News & Insights


Malpractice arises when a professional (doctor, lawyer, etc.) with a duty of care to a party acts in a negligent manner that causes harm to that party. Typically, the duty of care arises because there is a direct contractual relationship between the parties – that is, the plaintiff hired the defendant. However, in a recent New York appellate court decision, the Court refused to dismiss a malpractice claim by plaintiffs against an architect where no contract existed between the parties.

The case of Creative Rest., Inc. v. Dyckman Plumbing & Heating, Inc. involved plaintiffs who were opening a Little Caesars franchise in Brooklyn and hired a contractor to perform construction work at the location. The contractor then retained Cherico King Architect, P.C. (hereinafter the “Architect”). The services provided by the Architect commenced in the spring of 2014 and in December of 2014, the Architect obtained the New York City Department of Buildings’ Equipment Use Permit and a Letter of Completion with respect to the location.

Thereafter, in December 2016, defendant National Grid Services Inc. shut off the gas services at the Little Caesars location, claiming that the plaintiffs were “stealing gas.” The plaintiffs notified the Architect of the situation and thereafter, between December 2016 and December 2017, the Architect rendered additional services in an effort to remedy the situation.

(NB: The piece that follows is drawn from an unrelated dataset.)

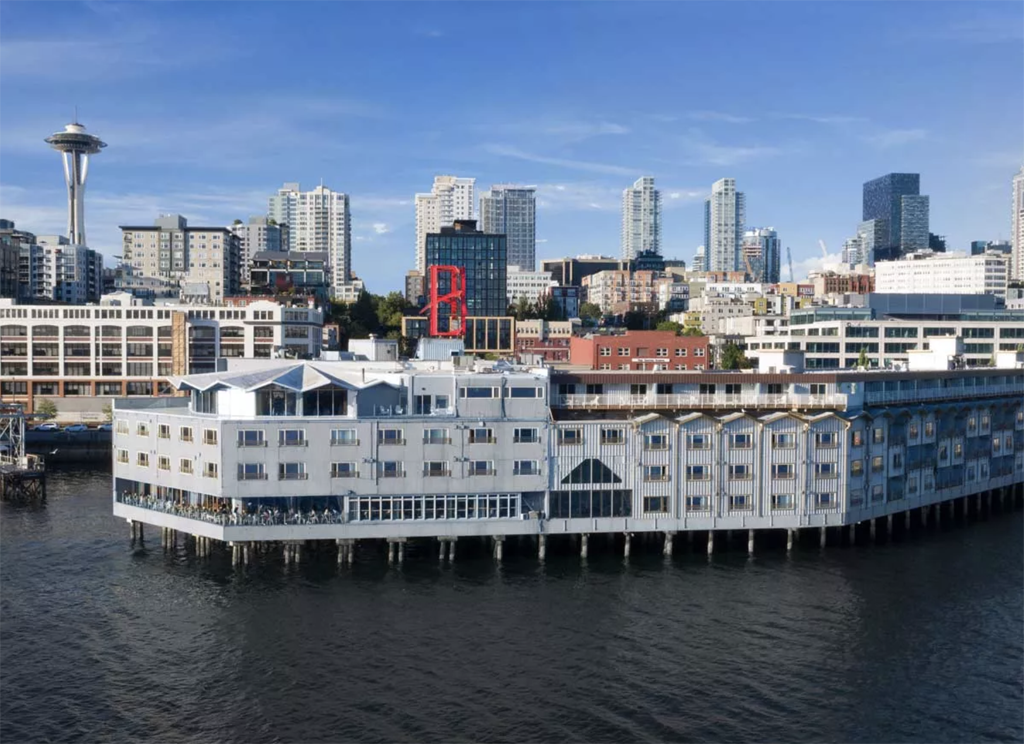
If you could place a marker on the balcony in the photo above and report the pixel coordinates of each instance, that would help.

The plaintiffs then commenced this action in March of 2018 against the Architect and various other defendants. The Architect moved to dismiss the claims for architectural malpractice on the grounds that the three-year statute of limitations had expired. The Architect also asserted that because it had no contractual relationship directly with plaintiffs (but rather with plaintiffs’ contractor), it owed no duty of care to the plaintiffs. The Court below granted the motion to dismiss and plaintiffs appealed.

On the issue of the statute of limitations, the New York Supreme Court, Appellate Division, Second Department held that by performing the additional services in an effort to rectify the situation regarding the gas lines between December 2016 and December 2017, the continuous representation doctrine applied to toll the running of the limitations period. The Court held that notwithstanding the Architect’s claim that two years had elapsed between the time he had finished the initial services and the time that plaintiffs sought assistance regarding the gas lines, by taking those additional steps, the continuous representation doctrine may apply and plaintiffs availing themselves of that argument raised an issue of fact precluding the dismissal of plaintiffs’ claims on a motion to dismiss.

The Court also rejected the Architect’s position that because it had not entered into a direct contract with plaintiffs, it could not commit professional malpractice. The Court agreed with the plaintiffs’ assertion that the relationship which existed between the plaintiffs and the Architect was the “functional equivalent of privity” and reinstated plaintiffs’ claim of malpractice.

It seems here that the Court went out of its way to permit the plaintiffs to pursue the claims against the Architect, most likely because the Court felt the Architect was at fault. Professionals such as architects, accountants, and attorneys must be mindful that to the extent they do not have a direct relationship with a party, one can be created by undertaking efforts to rectify a subsequent problem at the request of someone (here the plaintiffs) other than the party with whom the architect had the contractual relationship. By trying to fix a problem, a professional may create a duty of care to the plaintiff as well as toll the statute of limitations.